Wenn sich Männer für eine Laufbahn als Erzieher entscheiden, stehen sie meist vor dem gleichen Problem wie Frauen: Das Gehalt reicht kaum zum Leben, umso mehr, weil Erzieher meist in Teilzeit beschäftigt werden. Gleichzeitig hat der Erzieherberuf einen eher geringen gesellschaftlichen Stellenwert – paradox, wenn man bedenkt, wie viel Wert auf eine optimale Kindererziehung und -förderung gelegt wird.
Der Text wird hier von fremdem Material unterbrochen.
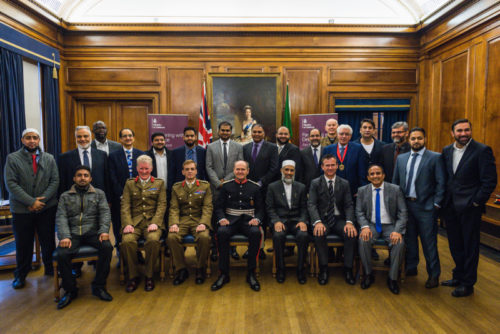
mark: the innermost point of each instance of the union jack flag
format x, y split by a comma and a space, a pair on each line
204, 127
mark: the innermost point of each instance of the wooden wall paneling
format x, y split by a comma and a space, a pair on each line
184, 92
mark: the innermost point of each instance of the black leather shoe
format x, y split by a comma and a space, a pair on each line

Ein weitaus größeres Problem für männliche Erzieher ist aber das anfängliche Misstrauen vieler Eltern. Nicht wenige stellen Männer, die sich für die Arbeit im Kindergarten entscheiden, erst einmal unter Generalverdacht: Was, wenn sie meinem Kind zu nahe kommen? In vielen Einrichtungen sind Männer daher besonders zurückhaltend, wickeln die Kinder nicht und vermeiden auch beim Toben und Kuscheln intensiven Körperkontakt. Die ständige Vorsicht im Kita-Alltag und das offensichtliche Misstrauen kann gerade für junge Erzieher entmutigend sein. Allgemein gibt es noch etlichen Entwicklungsbedarf in Bezug auf die Geschlechterfrage.